Summary
In Trujillo, the plaintiff specifically relied on Labor Law § 195(1), which requires a notice of the rate of pay be given to new employees when they are hired.
Summary of this case from Pradhan v. Art Works, Inc.Opinion
7110 Index 654442/16
09-25-2018
Law Offices of Jason L. Abelove, Garden City (Jason L. Abelove of counsel), for appellant. Kruzhkov Russo, PLLC, New York (Martin P. Russo of counsel), for Transperfect Global, Inc. and Transperfect Translations International Inc., respondent. Kramer Levin Naftalis & Frankel LLP, New York (Jared I. Heller of counsel), for Elizabeth Elting, respondent.

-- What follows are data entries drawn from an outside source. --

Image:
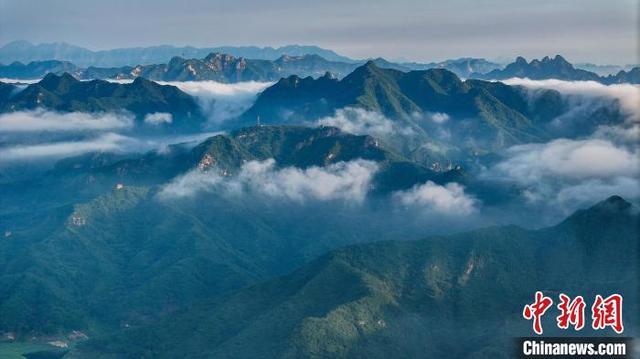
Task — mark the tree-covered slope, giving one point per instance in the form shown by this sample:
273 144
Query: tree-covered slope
452 296
141 97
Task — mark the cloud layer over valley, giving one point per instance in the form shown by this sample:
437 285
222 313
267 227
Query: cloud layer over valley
349 181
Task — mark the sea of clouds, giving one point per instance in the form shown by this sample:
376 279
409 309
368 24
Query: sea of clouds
570 173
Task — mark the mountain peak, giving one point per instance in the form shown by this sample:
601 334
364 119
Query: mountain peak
521 60
559 58
52 80
614 203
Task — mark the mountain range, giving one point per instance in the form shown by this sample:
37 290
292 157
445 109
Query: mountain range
557 68
227 68
481 116
224 67
25 51
89 225
491 113
405 298
141 97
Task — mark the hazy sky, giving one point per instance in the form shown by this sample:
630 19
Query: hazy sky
601 31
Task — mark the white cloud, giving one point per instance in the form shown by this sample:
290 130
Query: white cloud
158 118
568 174
362 122
222 101
109 142
19 81
349 181
573 159
40 120
449 199
439 117
359 121
628 95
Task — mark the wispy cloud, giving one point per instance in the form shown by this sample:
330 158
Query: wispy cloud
47 121
571 173
563 158
108 142
349 181
158 118
627 95
222 101
449 199
362 122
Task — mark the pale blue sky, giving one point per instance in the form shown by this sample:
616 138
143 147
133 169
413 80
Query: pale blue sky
601 31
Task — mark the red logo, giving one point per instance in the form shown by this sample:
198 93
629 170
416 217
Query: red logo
608 313
536 309
604 312
571 312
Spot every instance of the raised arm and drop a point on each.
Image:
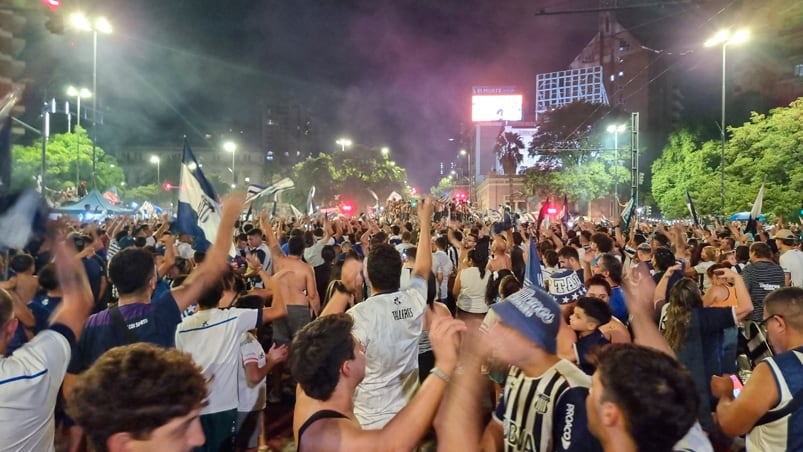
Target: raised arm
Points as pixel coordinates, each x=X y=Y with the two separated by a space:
x=216 y=263
x=76 y=300
x=639 y=288
x=423 y=259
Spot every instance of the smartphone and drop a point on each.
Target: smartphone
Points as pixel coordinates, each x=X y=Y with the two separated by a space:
x=737 y=386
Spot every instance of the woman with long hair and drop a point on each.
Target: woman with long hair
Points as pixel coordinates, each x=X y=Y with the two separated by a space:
x=470 y=286
x=695 y=334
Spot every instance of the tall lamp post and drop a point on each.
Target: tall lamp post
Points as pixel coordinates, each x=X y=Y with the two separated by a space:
x=155 y=159
x=725 y=38
x=231 y=146
x=470 y=177
x=78 y=93
x=99 y=24
x=616 y=130
x=343 y=142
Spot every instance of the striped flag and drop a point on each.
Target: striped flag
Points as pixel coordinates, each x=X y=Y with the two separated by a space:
x=692 y=210
x=311 y=201
x=532 y=269
x=198 y=204
x=257 y=191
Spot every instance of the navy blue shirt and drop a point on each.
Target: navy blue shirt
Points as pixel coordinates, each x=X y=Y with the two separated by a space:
x=153 y=322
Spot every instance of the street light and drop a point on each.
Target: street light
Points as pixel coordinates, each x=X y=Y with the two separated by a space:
x=616 y=130
x=725 y=38
x=78 y=93
x=231 y=146
x=100 y=24
x=467 y=154
x=343 y=142
x=155 y=159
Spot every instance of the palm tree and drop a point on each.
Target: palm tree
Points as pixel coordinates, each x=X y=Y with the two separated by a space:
x=508 y=149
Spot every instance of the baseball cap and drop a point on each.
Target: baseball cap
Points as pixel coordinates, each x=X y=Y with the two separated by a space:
x=644 y=247
x=534 y=313
x=566 y=287
x=784 y=234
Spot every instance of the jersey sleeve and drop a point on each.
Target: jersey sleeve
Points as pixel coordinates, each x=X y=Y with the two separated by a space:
x=247 y=319
x=570 y=426
x=418 y=287
x=250 y=349
x=717 y=319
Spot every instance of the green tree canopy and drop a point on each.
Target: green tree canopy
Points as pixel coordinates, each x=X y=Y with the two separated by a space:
x=62 y=152
x=508 y=150
x=768 y=149
x=576 y=154
x=346 y=175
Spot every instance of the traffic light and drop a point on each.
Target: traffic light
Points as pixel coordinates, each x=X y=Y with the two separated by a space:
x=55 y=22
x=52 y=4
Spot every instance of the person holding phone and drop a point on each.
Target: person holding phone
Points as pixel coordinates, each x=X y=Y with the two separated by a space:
x=770 y=405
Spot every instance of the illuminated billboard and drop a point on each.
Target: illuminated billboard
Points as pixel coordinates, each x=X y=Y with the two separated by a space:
x=492 y=103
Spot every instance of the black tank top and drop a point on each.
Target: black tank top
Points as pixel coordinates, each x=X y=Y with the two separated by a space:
x=318 y=415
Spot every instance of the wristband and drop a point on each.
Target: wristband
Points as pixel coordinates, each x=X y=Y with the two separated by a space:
x=440 y=374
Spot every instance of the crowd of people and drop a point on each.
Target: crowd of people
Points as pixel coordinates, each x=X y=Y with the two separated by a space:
x=424 y=327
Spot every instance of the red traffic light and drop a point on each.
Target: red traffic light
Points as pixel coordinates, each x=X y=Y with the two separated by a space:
x=52 y=4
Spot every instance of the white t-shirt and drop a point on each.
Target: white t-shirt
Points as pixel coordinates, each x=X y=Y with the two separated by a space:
x=185 y=250
x=389 y=326
x=29 y=384
x=212 y=336
x=472 y=290
x=792 y=262
x=443 y=265
x=251 y=397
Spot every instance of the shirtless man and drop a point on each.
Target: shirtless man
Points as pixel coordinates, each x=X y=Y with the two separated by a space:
x=500 y=259
x=303 y=301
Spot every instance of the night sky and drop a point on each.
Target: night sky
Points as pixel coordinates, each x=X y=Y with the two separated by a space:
x=382 y=72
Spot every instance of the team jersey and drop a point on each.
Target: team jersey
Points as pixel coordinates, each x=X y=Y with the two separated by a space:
x=546 y=413
x=785 y=433
x=389 y=326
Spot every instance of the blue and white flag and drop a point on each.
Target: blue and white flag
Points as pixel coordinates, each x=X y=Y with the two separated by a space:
x=257 y=191
x=692 y=210
x=532 y=269
x=21 y=215
x=198 y=205
x=627 y=215
x=311 y=201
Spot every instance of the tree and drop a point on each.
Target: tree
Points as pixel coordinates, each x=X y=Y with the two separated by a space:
x=347 y=175
x=765 y=150
x=61 y=163
x=687 y=164
x=576 y=154
x=508 y=149
x=768 y=149
x=573 y=134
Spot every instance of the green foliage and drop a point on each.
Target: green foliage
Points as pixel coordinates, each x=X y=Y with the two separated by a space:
x=346 y=175
x=768 y=149
x=61 y=163
x=576 y=154
x=444 y=185
x=508 y=149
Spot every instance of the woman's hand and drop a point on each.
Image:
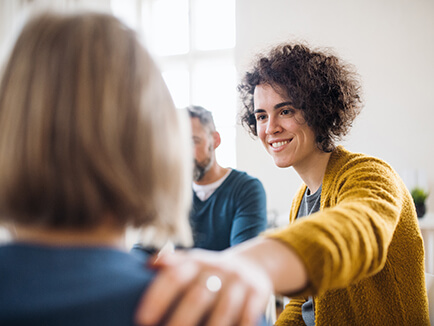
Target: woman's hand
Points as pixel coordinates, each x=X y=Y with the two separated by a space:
x=180 y=295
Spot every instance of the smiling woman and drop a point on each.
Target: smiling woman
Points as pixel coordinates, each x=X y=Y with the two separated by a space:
x=353 y=233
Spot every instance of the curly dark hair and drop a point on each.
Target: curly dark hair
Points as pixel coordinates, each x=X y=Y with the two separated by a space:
x=322 y=86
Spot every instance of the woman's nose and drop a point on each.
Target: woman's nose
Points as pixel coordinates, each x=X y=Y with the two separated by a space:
x=273 y=126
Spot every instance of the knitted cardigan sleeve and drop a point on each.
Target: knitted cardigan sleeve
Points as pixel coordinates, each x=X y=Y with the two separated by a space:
x=362 y=200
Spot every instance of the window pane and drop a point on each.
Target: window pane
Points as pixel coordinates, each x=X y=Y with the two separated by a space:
x=214 y=88
x=177 y=81
x=125 y=11
x=170 y=23
x=214 y=24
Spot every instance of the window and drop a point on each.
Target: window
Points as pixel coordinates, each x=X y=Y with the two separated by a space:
x=193 y=42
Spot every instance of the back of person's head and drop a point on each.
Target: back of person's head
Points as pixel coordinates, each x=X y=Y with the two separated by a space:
x=88 y=129
x=322 y=86
x=205 y=117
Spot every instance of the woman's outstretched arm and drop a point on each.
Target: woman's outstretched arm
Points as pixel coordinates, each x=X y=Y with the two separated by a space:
x=248 y=272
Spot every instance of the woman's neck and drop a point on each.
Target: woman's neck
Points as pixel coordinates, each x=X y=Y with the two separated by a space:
x=103 y=235
x=312 y=172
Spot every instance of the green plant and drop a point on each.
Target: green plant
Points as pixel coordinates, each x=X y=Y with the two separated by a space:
x=419 y=195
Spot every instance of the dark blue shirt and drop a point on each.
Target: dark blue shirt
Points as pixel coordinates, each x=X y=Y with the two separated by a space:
x=50 y=286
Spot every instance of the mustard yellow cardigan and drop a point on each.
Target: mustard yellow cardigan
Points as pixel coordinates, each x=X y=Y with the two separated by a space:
x=363 y=250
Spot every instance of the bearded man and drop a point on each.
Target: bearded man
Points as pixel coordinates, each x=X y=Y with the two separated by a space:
x=229 y=206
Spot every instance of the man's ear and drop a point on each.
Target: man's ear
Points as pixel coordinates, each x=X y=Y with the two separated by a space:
x=216 y=138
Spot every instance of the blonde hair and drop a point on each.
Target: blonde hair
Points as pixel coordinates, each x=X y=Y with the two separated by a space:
x=88 y=128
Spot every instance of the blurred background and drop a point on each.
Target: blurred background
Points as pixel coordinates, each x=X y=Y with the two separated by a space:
x=203 y=47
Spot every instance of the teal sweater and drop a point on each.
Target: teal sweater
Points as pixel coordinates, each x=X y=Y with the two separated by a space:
x=235 y=212
x=363 y=250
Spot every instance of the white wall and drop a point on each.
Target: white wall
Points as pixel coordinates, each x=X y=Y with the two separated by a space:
x=391 y=42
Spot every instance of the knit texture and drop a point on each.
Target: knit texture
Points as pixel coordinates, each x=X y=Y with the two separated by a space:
x=363 y=250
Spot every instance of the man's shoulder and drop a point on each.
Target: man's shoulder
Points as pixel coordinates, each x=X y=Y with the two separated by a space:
x=242 y=175
x=244 y=180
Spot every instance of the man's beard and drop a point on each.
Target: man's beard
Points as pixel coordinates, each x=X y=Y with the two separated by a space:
x=201 y=168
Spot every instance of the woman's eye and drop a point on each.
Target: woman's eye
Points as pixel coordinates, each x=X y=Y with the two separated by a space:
x=287 y=111
x=260 y=117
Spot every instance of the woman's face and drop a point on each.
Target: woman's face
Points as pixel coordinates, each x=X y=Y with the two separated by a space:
x=282 y=129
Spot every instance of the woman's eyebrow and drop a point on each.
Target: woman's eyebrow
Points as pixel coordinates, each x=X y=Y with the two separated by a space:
x=279 y=105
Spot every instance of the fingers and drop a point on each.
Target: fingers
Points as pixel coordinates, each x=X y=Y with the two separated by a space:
x=166 y=288
x=194 y=305
x=229 y=304
x=180 y=294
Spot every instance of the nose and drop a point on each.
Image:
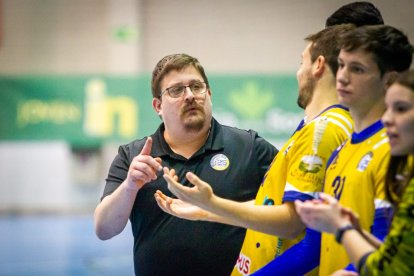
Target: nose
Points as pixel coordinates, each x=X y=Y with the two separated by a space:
x=190 y=95
x=387 y=118
x=342 y=76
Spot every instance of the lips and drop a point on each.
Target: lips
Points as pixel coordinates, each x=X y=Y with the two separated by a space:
x=192 y=108
x=392 y=137
x=343 y=91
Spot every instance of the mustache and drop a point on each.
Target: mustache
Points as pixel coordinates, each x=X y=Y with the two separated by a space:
x=192 y=105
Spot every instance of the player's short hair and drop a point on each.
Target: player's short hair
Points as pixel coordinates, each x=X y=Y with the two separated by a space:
x=391 y=48
x=357 y=13
x=325 y=43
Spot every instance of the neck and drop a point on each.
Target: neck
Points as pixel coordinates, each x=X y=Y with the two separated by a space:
x=186 y=143
x=364 y=118
x=323 y=97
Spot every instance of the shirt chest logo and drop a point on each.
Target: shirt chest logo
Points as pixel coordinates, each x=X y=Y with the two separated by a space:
x=364 y=162
x=219 y=162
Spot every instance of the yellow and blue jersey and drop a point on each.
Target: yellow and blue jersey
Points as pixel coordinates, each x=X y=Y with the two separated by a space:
x=297 y=172
x=356 y=177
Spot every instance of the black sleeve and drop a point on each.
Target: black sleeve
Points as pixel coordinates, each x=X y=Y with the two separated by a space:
x=118 y=170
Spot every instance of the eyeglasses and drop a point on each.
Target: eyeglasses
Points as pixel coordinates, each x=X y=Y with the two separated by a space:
x=196 y=87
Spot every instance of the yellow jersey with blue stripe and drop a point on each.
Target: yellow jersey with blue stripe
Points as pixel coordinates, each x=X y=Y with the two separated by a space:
x=300 y=168
x=356 y=177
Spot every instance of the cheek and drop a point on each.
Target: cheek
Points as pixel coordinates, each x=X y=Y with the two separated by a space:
x=406 y=127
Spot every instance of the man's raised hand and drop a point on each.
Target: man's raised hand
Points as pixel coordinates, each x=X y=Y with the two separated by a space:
x=143 y=167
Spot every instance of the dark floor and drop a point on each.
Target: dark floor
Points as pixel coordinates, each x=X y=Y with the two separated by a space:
x=61 y=245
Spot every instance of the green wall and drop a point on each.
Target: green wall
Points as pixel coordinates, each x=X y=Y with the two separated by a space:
x=86 y=111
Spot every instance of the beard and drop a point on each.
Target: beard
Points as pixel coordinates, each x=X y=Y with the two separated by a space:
x=306 y=93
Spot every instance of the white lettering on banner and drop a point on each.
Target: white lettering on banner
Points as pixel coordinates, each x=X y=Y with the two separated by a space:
x=243 y=264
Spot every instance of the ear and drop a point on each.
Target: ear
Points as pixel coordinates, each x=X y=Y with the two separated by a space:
x=156 y=104
x=389 y=78
x=318 y=66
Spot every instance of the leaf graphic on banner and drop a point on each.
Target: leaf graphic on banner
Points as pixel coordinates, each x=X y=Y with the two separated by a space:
x=251 y=102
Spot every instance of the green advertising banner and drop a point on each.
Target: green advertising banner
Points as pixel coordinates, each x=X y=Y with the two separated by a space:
x=86 y=111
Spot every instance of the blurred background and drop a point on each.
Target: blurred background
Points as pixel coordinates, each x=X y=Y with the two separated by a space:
x=75 y=84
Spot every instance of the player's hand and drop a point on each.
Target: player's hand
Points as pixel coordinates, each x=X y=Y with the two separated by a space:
x=143 y=167
x=344 y=273
x=200 y=194
x=353 y=217
x=323 y=215
x=179 y=208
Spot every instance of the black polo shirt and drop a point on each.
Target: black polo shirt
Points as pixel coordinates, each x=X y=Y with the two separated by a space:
x=233 y=162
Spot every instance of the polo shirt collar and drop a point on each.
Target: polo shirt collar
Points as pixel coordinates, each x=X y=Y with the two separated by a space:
x=214 y=141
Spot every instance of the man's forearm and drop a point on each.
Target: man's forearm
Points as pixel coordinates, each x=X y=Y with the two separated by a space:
x=280 y=220
x=112 y=214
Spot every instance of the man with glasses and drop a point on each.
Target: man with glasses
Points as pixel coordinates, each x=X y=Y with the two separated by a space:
x=189 y=139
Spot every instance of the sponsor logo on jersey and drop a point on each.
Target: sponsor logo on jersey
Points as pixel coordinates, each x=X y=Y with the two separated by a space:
x=310 y=164
x=288 y=148
x=243 y=264
x=364 y=162
x=219 y=162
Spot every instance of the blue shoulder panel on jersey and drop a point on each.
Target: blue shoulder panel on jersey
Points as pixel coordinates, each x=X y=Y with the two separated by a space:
x=290 y=196
x=366 y=133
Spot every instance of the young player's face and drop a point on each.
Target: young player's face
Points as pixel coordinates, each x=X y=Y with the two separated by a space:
x=305 y=79
x=399 y=119
x=358 y=80
x=189 y=111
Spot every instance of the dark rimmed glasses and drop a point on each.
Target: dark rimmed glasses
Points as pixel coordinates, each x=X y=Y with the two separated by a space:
x=176 y=91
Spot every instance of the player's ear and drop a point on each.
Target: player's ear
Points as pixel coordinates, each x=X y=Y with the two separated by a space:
x=318 y=66
x=389 y=78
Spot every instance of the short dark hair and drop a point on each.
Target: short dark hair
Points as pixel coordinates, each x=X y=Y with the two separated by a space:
x=391 y=49
x=173 y=62
x=357 y=13
x=325 y=43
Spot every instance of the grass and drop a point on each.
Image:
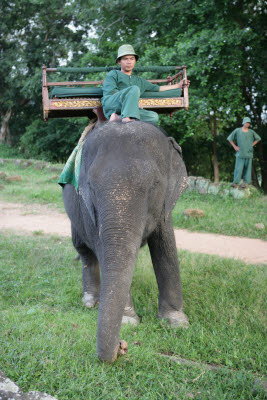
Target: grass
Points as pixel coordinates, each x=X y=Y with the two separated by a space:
x=48 y=339
x=37 y=186
x=224 y=215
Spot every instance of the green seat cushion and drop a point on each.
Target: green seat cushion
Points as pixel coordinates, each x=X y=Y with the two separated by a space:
x=90 y=91
x=164 y=94
x=93 y=91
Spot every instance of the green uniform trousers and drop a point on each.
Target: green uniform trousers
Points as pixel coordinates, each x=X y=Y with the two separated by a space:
x=125 y=103
x=243 y=166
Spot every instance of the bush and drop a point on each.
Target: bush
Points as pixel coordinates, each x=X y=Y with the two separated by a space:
x=53 y=140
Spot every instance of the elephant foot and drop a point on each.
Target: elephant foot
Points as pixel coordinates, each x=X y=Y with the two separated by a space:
x=130 y=317
x=89 y=300
x=176 y=319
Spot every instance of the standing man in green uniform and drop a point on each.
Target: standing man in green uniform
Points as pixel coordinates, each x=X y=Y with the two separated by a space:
x=246 y=139
x=122 y=90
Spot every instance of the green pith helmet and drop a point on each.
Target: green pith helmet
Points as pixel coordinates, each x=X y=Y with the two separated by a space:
x=126 y=50
x=246 y=119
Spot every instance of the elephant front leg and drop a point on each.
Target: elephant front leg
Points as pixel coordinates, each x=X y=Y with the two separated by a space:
x=91 y=280
x=164 y=257
x=129 y=314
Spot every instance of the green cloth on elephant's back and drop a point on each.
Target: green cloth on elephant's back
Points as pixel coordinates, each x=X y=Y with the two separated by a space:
x=71 y=171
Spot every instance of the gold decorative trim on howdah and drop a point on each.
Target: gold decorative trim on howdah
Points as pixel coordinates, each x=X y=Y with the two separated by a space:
x=143 y=103
x=163 y=102
x=56 y=104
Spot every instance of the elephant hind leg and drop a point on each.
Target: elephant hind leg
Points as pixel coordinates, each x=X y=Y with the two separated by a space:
x=129 y=314
x=163 y=252
x=90 y=272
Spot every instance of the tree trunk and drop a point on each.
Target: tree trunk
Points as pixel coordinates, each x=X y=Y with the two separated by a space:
x=5 y=131
x=215 y=155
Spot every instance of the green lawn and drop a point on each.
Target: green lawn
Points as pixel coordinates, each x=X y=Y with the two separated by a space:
x=48 y=339
x=224 y=215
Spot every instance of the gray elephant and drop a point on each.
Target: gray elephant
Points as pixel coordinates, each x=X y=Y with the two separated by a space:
x=130 y=179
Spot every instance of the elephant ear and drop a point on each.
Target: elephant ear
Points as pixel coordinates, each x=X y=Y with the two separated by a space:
x=177 y=178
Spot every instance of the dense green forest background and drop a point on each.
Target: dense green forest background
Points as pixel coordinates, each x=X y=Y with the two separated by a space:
x=221 y=41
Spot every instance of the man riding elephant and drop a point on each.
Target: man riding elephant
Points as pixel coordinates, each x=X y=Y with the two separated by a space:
x=122 y=90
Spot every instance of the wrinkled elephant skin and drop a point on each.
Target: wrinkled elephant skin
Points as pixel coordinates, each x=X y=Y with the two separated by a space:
x=131 y=177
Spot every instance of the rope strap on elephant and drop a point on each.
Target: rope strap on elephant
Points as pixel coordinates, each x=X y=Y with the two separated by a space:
x=156 y=68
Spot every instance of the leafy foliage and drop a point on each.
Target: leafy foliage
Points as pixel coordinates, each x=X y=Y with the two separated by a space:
x=220 y=41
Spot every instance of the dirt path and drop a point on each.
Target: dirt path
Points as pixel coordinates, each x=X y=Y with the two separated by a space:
x=31 y=218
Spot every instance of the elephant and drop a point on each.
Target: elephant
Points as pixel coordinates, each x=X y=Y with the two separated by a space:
x=131 y=176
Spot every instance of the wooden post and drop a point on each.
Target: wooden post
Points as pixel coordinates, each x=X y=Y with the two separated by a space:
x=45 y=95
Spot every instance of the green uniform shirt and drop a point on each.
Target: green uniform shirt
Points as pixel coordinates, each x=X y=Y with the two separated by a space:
x=117 y=80
x=244 y=140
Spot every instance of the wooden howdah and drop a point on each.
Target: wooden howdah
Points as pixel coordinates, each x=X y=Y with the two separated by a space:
x=91 y=107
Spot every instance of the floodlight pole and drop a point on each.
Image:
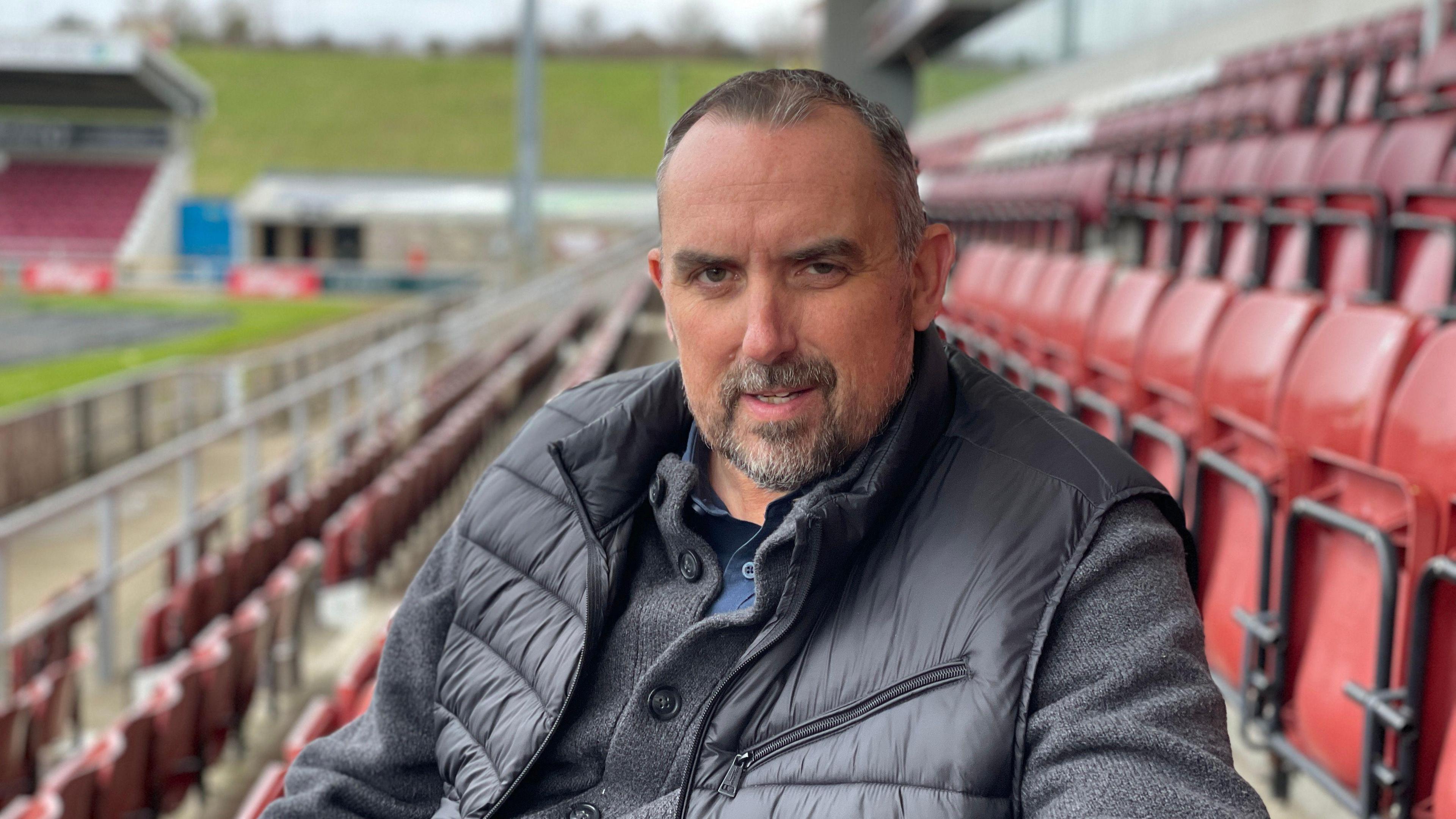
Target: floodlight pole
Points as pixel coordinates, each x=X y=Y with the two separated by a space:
x=1069 y=30
x=1432 y=27
x=528 y=138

Law Offices of Jason L. Abelove, Garden City (Jason L. Abelove of counsel), for appellant.
Kruzhkov Russo, PLLC, New York (Martin P. Russo of counsel), for Transperfect Global, Inc. and Transperfect Translations International Inc., respondent.
Kramer Levin Naftalis & Frankel LLP, New York (Jared I. Heller of counsel), for Elizabeth Elting, respondent.
Friedman, J.P., Kapnick, Kahn, Oing, JJ.
Order, Supreme Court, New York County (Anil C. Singh, J.), entered March 9, 2017, which, to the extent appealed from as limited by the briefs, granted defendants' motion to dismiss plaintiff's claims for (1) breach of contract regarding certain "Phantom Stock," (2) intentional infliction of emotional distress, and (3) violation of Labor Law § 195(1), without leave to replead, unanimously affirmed, without costs.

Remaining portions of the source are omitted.